Outsider Art has its origins in the French word art brut, which described art made by those outside the art scene particularly that created in 19th Century European Psychiatric Hospitals. In The 1940s, surrealists like Dubuffet and Max Ernst became interested in this art, and Outsider Art came to be more broadly interpreted as outside a didactic tradition and outside the boundaries of official culture. It was often unsettling and indecipherable, yet undeniably arresting. While it did not follow the artistic fashion of its time, Outsider Art nevertheless responds to the times in unexpected ways. For this reason Outsider Art has a growing following in world art circles.

Outsider Art has also had an influence on the introduction and development of art therapy programs around the world. In Japan’s art therapy programs, materials are typically made available to the participants without any instruction on what they should make or how they should make it. The results are astonishing and diverse. The work of Japanese outsider artists has now been featured in galleries in London, Lausanne and the Venice Biennale.

Outsider Art in Japan” is a series of films that demonstrates the circumstances of some of these outsider artists, and how their art is created. With immense concentration, with zen like calm, methodically, obsessively, they create mysterious objects and fantastic drawings. The creation is ritual, reality into fantasy, fantasy into reality, revealing a logic that is perplexing yet strangely familiar.

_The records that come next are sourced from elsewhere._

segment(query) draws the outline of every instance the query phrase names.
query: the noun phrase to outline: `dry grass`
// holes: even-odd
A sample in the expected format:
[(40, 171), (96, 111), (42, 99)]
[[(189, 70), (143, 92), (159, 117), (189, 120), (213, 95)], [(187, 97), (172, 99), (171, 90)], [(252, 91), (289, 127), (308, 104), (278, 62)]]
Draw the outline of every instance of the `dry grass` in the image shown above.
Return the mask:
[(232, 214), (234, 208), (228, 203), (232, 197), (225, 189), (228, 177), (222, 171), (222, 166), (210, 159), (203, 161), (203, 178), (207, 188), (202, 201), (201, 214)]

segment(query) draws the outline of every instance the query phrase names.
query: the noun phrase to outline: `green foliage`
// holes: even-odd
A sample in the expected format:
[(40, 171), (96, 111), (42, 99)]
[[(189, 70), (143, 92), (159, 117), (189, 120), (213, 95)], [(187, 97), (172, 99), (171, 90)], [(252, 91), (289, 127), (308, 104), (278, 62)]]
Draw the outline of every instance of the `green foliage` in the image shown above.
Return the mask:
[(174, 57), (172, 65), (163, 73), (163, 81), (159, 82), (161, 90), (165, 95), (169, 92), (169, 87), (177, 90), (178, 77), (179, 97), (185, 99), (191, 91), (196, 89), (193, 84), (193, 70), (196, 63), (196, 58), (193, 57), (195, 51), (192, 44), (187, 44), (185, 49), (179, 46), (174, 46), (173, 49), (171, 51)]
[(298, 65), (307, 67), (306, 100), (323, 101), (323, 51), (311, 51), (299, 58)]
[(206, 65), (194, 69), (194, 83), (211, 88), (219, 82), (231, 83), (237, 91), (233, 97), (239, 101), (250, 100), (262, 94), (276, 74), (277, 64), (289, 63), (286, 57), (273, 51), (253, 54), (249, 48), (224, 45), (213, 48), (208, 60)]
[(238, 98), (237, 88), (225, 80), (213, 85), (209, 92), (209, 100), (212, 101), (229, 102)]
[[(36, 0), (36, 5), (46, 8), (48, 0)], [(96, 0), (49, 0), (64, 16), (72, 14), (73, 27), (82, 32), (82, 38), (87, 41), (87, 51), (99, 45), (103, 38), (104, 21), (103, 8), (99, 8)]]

Feutured in Volume 2: Moriya Kishaba, Yoshimitsu TomizukaTakanori Herai

Moriya Kishaba
Born in 1979. Lives in Naha City, Okinawa Prefecture.
Chinese characters completely fill 30 cm by 40 cm pieces of paper, creating mandalas of Chinese characters, exceeding perhaps ten thousand characters. Moriya Kishaba draws each Chinese character as a diagram, and not for their meaning. The resulting works utterly confound the reasoning of those who demand meaning from the written and the drawn.

Yoshimitsu Tomizuka
Born in 1958. Lives in Nishinomiya City, Hyogo Prefecture.Serious and conscientious Yoshimitsu Tomizuka thinks up invented stories that are in fact inconceivable in the real world, and delightfully turns them into one-page visual tales. It seems like this lowbrow storyteller lives his alternative life's drama within the picture tales.

Takanori Herai
Born in 1980. Lives in Hanamaki City, Iwate Prefecture. Geometric patterns are drawn on the fronts and backs of B5-sized paper. It's the diary he writes everyday. Apparently, what he writes is the same every day, except for the dates and the temperature. This mysterious diary makes the readers feel like they are deciphering a code, or embarking on solving a difficult puzzle.